The private sector, in particular the construction companies, have bought in. When we have had construction booms like we have today, we have had to import labor from around the state and the country. There’s no rea-son to import labor when we have plenty of workers here. If we can give them solid, well-paying jobs, get them out of poverty, and get them to be productive members of society, it’s good for business, it’s good for them, and it’s good for the entire community.

While Miami has an abundance of luxury residential developments, what can be done to bring about more affordable and attainable housing options?

Eventually, the luxury market will dry up – the market will have a self-correction. Affordability is very much linked to jobs, which is crucial to establishing a middle class. When you establish a solid middle class that can afford decent housing, the market will be there. The private sector always has a way of coming around if there’s a profit to be made, and if there is a group of folks that has money and is willing to spend it for good housing, there will be houses available to them

Another avenue is through public-private partnerships (PPPs). We recently announced the Liberty Square Rising Project, which involves a $74 million commitment from the county to leverage several hundred million from the private sector. This is the largest project the Department of Public Housing and Community Development has taken on. The goal is to revitalize the county’s oldest housing project – over 700 residential units, on 50 acres, in an area with the highest crime rates – and, in the process, generate over 2,200 jobs and around $285 million in economic impact.

How has Miami-Dade County worked towards mod-ernizing and streamlining government?

Within Miami-Dade County, there are 34 self-governing municipalities. The county oversees transportation, the airport and the seaport, as well as most of the water and sewer infrastructure.

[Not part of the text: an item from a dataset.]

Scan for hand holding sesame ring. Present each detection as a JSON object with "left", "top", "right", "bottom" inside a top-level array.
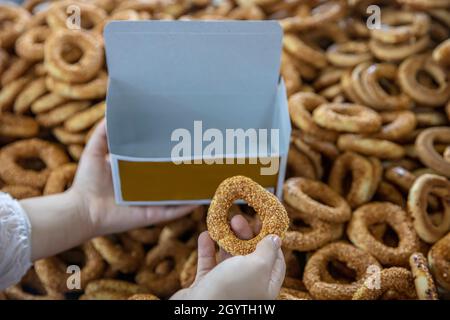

Improving cooperation between the county and the cities has been an area of focus for my administration. For instance, we are working together with the different cities to create forms that can be used with both the cities and the county so there is no duplication of procedures. We’re working with cities to create one-stop shops, or even no-stop shops, where forms can be completed electronically without having to go to a city, then the county. The cities’ customers and residents are also county customers and residents. We want to make engagement with local government as easy as possible, with the least amount of red tape, for our 2.6 million residents.